21. El espacio y otros temas en Ojos de Perro Azul de Gabriel García Márquez. 1947-1955

La Carrera Séptima y el Café La Cigarra de Bogotá. Años 40 del siglo XX

Ojos de perro azul, primer libro de cuentos de Gabriel García Márquez, recoge varios de los temas a los que me he referido anteriormente, al comentar textos de otros autores. Estos temas son:

En primer lugar, destaca la anulación de un tiempo lineal, secuencial, y la adopción de una densidad cronológica en donde conviven pasado, presente y futuro. En varias de las historias de García Márquez parece que los tiempos coexistieran: un instante puede ser lo mismo que una eternidad; los personajes se sitúan al margen de las horas y se sorprenden ante el paso desmesurado del tiempo.

También, en estas historias se percibe una fascinación por el momento liminar. Así como Borges apelaba a los amaneceres y atardeceres, o Silvina Ocampo reiteraba el tránsito entre dos mundos de sus personajes, así también en estos cuentos hay eventos que desencadenan el despertar de una nueva conciencia. Son cambios de estado poblados de recuerdos y de estímulos al subconsciente, en donde los personajes parecen desvanecerse en un mundo irreal, o mejor, en un mundo real-mágico. Así, por ejemplo, un elemento de la naturaleza, como la lluvia, puede disparar un nuevo estado de cosas; un nuevo mundo con vida propia: Macondo.

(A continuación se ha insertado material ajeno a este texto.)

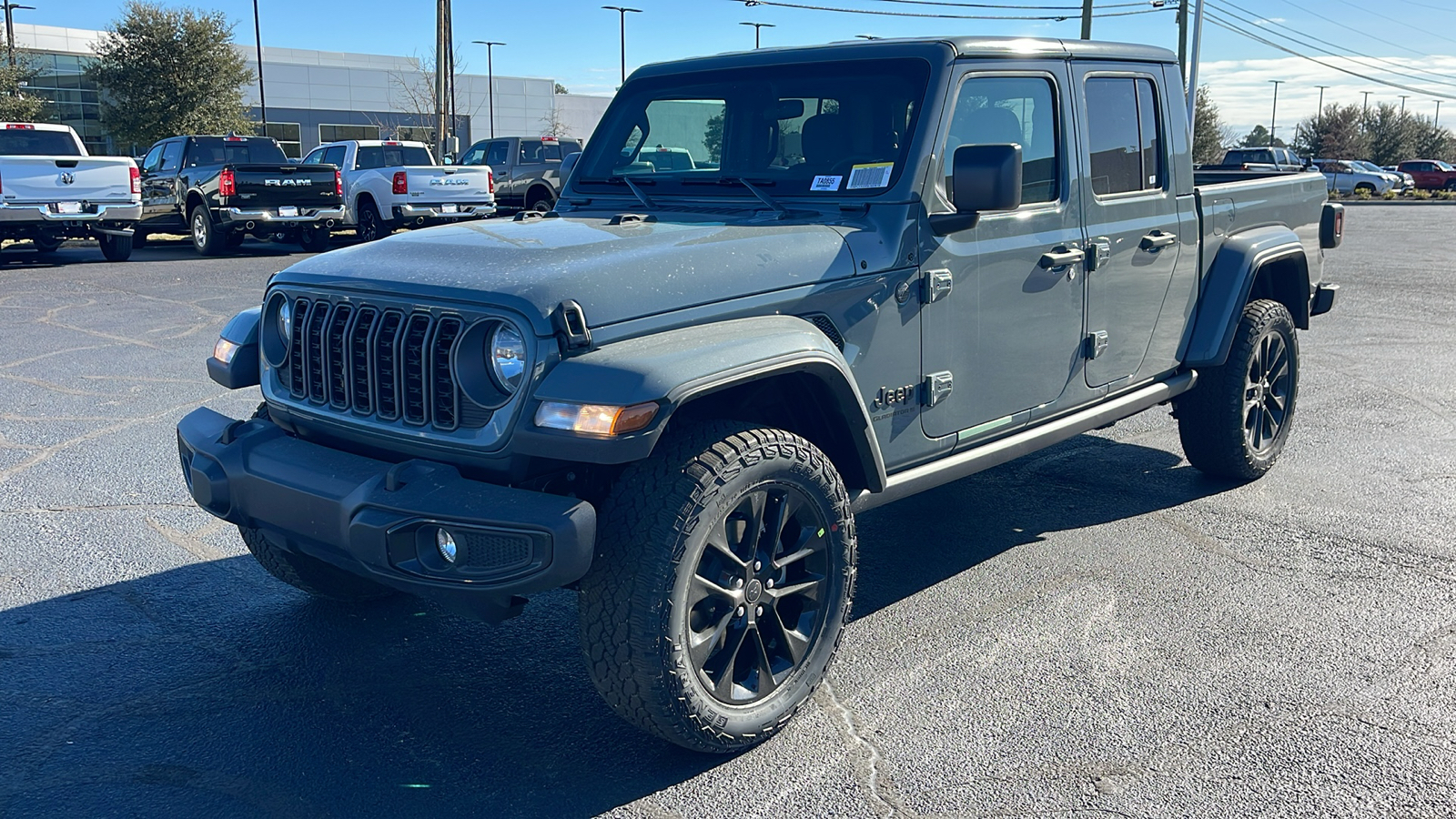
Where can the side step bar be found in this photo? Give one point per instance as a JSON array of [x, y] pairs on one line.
[[1009, 448]]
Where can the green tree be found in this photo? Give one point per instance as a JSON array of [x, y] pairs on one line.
[[1208, 131], [167, 72], [1336, 133], [1259, 137], [18, 104]]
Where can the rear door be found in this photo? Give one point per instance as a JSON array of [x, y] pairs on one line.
[[1001, 319], [1130, 213]]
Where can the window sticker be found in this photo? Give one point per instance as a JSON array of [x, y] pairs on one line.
[[826, 182], [873, 175]]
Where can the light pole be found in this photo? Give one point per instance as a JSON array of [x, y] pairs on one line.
[[1274, 111], [490, 77], [9, 28], [623, 11], [756, 26]]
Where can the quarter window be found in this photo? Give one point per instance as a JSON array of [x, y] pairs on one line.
[[1011, 109], [1125, 131]]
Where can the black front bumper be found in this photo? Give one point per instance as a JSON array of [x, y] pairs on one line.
[[379, 519]]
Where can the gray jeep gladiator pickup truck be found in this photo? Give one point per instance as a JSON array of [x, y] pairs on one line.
[[890, 264]]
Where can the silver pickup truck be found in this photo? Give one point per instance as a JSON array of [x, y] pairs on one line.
[[888, 266]]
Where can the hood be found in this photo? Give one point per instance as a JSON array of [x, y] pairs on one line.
[[613, 271]]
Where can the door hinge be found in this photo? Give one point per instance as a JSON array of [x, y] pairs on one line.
[[938, 285], [938, 388]]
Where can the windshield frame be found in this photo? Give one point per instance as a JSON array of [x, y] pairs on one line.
[[717, 184]]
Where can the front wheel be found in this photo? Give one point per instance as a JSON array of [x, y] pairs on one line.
[[1237, 420], [721, 584]]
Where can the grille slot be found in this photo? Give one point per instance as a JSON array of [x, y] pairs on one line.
[[375, 360]]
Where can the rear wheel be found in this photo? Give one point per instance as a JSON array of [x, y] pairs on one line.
[[206, 238], [310, 574], [721, 584], [116, 248], [1237, 420]]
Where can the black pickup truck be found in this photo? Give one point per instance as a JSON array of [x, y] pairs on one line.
[[218, 189]]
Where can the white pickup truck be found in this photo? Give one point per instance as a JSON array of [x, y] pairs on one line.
[[51, 189], [397, 184]]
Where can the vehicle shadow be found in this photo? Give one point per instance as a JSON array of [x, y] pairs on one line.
[[215, 690]]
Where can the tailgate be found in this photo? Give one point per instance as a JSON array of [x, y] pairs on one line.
[[273, 186], [41, 179], [448, 184]]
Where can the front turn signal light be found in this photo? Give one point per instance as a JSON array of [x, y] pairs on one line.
[[594, 419]]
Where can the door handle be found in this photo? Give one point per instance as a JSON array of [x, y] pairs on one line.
[[1060, 257], [1157, 241]]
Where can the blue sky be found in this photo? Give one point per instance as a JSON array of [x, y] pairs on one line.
[[577, 43]]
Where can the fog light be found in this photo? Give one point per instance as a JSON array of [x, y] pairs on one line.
[[444, 541]]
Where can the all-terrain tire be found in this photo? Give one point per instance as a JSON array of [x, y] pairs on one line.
[[1237, 420], [638, 612], [309, 574]]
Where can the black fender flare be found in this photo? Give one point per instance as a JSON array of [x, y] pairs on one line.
[[1228, 285], [679, 366]]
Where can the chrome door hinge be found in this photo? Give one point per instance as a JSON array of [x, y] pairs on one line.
[[938, 285], [938, 388]]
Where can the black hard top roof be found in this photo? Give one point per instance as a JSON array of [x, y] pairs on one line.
[[950, 47]]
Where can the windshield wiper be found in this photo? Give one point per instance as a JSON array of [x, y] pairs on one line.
[[753, 188]]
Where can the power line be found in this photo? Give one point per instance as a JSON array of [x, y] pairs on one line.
[[1271, 44], [776, 4]]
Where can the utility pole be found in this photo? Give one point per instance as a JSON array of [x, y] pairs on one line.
[[623, 11], [756, 26], [262, 101], [490, 77], [1274, 111], [9, 28]]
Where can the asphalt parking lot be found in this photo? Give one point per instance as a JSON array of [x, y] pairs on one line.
[[1092, 630]]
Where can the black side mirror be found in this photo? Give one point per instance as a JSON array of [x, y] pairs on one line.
[[983, 178]]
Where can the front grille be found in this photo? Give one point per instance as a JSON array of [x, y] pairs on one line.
[[378, 360]]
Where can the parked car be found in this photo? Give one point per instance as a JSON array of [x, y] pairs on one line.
[[1431, 174], [528, 169], [1344, 177], [223, 188], [1259, 159], [392, 184], [677, 390], [55, 189]]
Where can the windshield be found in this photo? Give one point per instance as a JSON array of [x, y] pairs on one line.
[[801, 130], [24, 142]]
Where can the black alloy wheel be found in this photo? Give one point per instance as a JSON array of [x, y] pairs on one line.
[[756, 598]]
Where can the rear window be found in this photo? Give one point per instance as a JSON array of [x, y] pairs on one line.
[[36, 143], [235, 150], [392, 157]]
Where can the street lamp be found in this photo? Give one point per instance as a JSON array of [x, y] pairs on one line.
[[490, 76], [623, 11], [9, 28], [1274, 111], [756, 26]]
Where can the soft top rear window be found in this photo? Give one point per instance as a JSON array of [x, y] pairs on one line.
[[36, 143], [815, 128], [235, 150]]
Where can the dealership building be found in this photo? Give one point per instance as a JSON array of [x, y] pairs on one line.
[[318, 96]]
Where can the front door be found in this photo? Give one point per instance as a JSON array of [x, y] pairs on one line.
[[1132, 216], [1001, 314]]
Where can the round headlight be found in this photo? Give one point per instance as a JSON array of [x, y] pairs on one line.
[[507, 358]]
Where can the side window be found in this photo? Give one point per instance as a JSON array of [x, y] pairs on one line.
[[171, 157], [153, 159], [1011, 109], [1125, 131]]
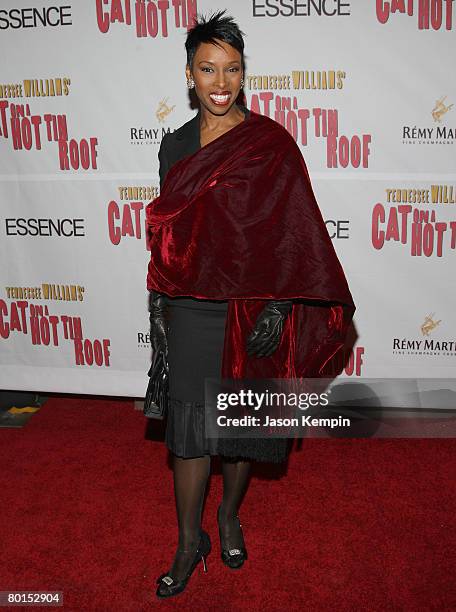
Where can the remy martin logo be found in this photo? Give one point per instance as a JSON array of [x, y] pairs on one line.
[[440, 109], [434, 134], [163, 110], [429, 347], [429, 325]]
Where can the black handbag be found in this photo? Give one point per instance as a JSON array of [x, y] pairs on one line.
[[156, 399]]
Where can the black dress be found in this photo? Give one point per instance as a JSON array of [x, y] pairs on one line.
[[195, 346]]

No es casualidad, en este orden de ideas, que abunden en este texto lo que podríamos llamar como “zonas fronterizas”, o esa conciencia del límite que se transgrede y que se convierte, así, en un umbral o pasadizo hacia una nueva realidad que va simplemente más allá de los sentidos. Hay historias que tienen como centro un espejo, o la conciencia del hermano gemelo muerto, que demuestran una suerte de fascinación por el desdoblamiento. Un tránsito de ida y vuelta a través de seres fantasmales en un mundo onírico: un mundo otro hecho de otro espacio y otro tiempo.

En esa exploración de nuevas realidades, además,  abundan los personajes que permitan realizar el tránsito hacia el otro lado. Hay seres agonizantes, individuos que parecen en estado catatónico y que en cualquier momento pueden morir o despertar. En esos estados de delirio reconocemos también al idiota, a la muda, a los ciegos… hay una convivencia mágica en estos relatos entre vivos, muertos, agonizantes, durmientes, brutos, lisiados, etc.

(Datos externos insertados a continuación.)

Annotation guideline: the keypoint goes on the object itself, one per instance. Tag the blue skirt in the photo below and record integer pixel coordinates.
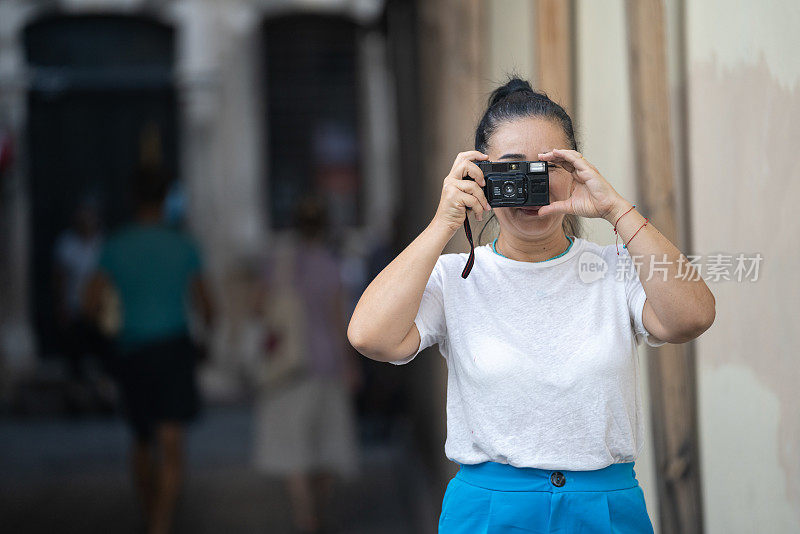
(494, 498)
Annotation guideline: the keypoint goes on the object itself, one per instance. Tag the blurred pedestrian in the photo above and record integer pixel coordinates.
(153, 269)
(305, 421)
(75, 259)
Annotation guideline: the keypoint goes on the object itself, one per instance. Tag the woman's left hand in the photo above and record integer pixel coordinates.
(592, 196)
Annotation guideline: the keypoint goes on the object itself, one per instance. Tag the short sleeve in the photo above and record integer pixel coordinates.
(636, 297)
(430, 319)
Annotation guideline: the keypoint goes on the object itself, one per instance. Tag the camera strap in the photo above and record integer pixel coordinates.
(471, 259)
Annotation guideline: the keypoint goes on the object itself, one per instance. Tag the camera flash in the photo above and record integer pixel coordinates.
(537, 166)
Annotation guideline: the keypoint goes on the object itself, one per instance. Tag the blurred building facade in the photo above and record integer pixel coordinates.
(733, 90)
(250, 104)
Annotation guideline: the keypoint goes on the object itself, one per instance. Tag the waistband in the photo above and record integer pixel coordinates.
(505, 477)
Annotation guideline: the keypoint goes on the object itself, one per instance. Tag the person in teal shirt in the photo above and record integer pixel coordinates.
(156, 273)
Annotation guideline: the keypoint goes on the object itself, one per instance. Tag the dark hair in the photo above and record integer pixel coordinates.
(514, 100)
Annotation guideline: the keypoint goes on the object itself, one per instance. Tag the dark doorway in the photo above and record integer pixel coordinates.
(312, 115)
(102, 101)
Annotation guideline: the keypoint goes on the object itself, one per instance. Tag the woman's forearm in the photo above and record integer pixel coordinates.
(679, 297)
(384, 315)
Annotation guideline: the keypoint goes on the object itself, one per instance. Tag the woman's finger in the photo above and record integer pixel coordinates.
(470, 201)
(474, 172)
(472, 188)
(572, 161)
(467, 156)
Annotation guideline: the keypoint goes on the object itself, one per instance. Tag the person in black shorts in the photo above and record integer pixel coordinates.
(153, 269)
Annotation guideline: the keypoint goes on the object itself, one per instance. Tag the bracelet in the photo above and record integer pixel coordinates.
(621, 216)
(636, 232)
(616, 238)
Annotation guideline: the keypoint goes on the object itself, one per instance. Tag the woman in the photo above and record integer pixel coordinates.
(306, 428)
(543, 404)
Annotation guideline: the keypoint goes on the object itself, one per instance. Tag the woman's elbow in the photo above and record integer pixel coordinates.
(362, 341)
(700, 322)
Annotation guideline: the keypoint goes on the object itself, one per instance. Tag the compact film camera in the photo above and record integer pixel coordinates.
(515, 183)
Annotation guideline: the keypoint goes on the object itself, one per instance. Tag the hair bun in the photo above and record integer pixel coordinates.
(513, 85)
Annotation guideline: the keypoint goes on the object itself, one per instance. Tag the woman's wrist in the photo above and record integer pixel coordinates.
(620, 207)
(441, 230)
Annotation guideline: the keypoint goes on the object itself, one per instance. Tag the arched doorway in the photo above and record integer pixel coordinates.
(312, 95)
(101, 101)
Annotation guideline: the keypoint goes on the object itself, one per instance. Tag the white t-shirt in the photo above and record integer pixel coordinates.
(541, 357)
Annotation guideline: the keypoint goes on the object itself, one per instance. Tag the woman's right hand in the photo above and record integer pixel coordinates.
(459, 194)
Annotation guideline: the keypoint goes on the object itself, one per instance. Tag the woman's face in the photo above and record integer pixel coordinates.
(524, 139)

Además de los personajes, los espacios también son liminares en los textos de García Márquez. Se trata de escenarios móviles, fronterizos, en donde los personajes sueñan o alucinan. Entre lo público y lo privado, entre la puesta en común y la confidencia íntima, se trata de lugares ambiguos, polifacéticos, que no son la calle pero tampoco la casa, y de ahí su trascendencia como umbrales o pasadizos hacia una nueva realidad. La protagonista del cuento titulado “La mujer que llegaba a las seis”, por ejemplo, en el restaurante en donde se encuentra, “se quedó mirando otra vez la calle, viendo los transeúntes turbios de la ciudad atardecida. Durante un instante hubo un silencio turbio en el restaurante… De pronto la mujer dejó de mirar hacia la calle y habló con la voz apagada, tierna, diferente. – ¿Es verdad que me quieres, Pepillo? – Es verdad-dijo José…”.

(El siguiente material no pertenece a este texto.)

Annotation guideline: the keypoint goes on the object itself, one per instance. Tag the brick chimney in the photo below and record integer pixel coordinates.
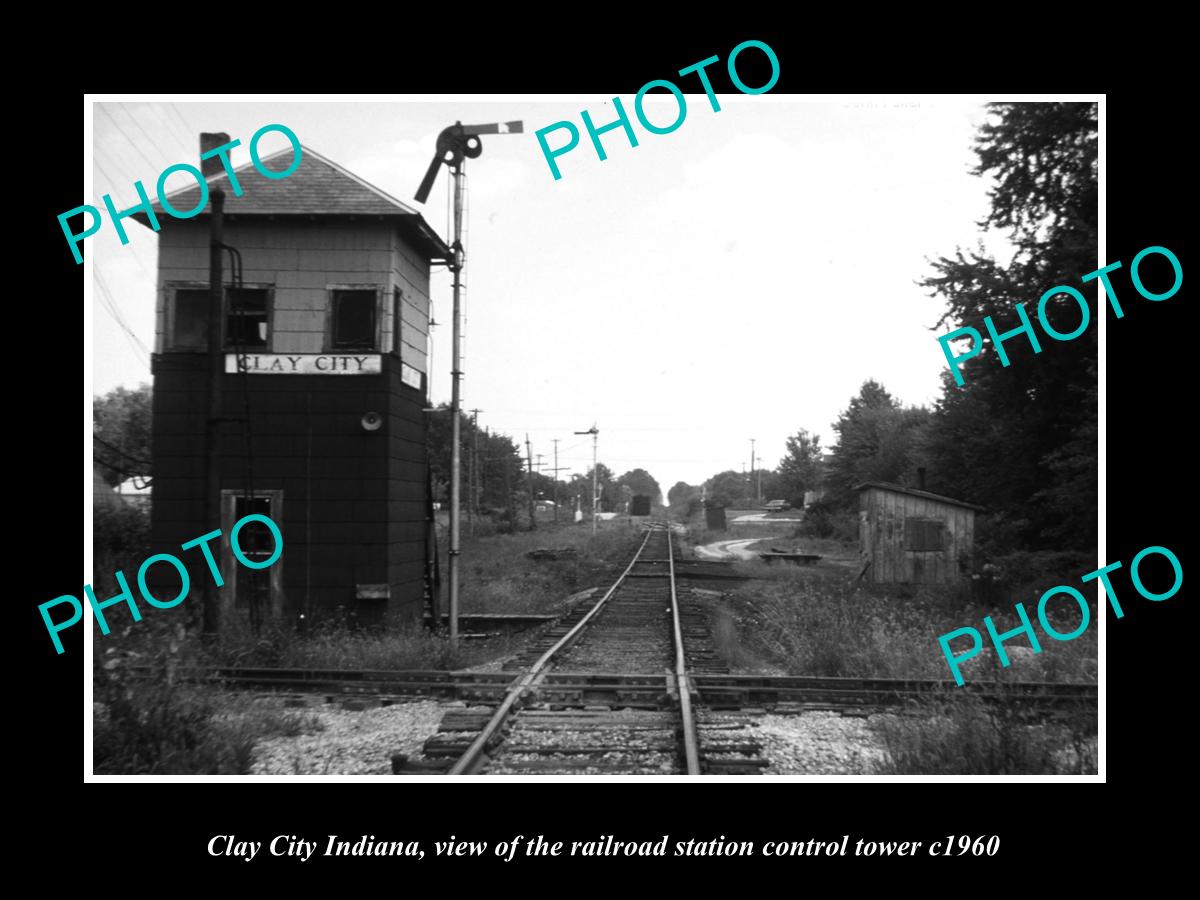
(208, 141)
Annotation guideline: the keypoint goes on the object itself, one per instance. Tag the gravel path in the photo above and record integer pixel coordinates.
(816, 744)
(353, 743)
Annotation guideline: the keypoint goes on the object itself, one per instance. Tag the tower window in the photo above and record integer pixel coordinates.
(246, 318)
(353, 319)
(190, 324)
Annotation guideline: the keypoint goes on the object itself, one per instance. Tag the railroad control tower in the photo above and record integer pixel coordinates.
(323, 381)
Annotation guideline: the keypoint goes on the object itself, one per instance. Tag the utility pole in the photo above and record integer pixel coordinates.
(472, 493)
(533, 517)
(595, 504)
(751, 469)
(211, 609)
(556, 480)
(455, 145)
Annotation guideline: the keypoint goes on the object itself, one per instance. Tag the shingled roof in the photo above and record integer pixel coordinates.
(319, 187)
(915, 492)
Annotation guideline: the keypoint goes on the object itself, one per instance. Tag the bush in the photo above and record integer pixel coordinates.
(823, 519)
(967, 736)
(145, 723)
(120, 537)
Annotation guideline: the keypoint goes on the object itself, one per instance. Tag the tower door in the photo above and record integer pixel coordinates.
(251, 595)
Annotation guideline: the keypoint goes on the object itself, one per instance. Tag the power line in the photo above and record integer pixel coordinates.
(109, 306)
(147, 135)
(125, 135)
(118, 450)
(187, 127)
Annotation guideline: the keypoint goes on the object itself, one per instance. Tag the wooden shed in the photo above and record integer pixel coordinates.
(913, 537)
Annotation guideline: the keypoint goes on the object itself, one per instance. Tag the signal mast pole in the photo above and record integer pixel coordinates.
(456, 144)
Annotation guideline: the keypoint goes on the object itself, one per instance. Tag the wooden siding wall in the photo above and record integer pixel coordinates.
(363, 492)
(882, 516)
(301, 259)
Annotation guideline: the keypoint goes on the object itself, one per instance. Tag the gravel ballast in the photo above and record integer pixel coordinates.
(353, 742)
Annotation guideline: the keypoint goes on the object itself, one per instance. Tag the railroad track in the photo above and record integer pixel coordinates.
(635, 628)
(629, 684)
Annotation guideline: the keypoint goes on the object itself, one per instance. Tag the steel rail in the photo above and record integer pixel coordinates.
(690, 745)
(468, 763)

La escena, como se observa, pone de presente el límite que la ventana encierra como zona fronteriza que separa la masa citadina de la confidencia de amor. La epifanía surge en ese contacto ambiguo entre dos realidades: si por un lado el restaurante, el café, es un espacio público, a donde puede entrar cualquiera desde la calle, por otro las mesas y las sillas sirven para que las personas se detengan, piensen, reflexionen en su intimidad más inquebrantable, de donde surge la confesión de amor. El café, en suma, como tantos otros atributos de la vanguardia, busca también esa zona liminar, fronteriza, evanescente.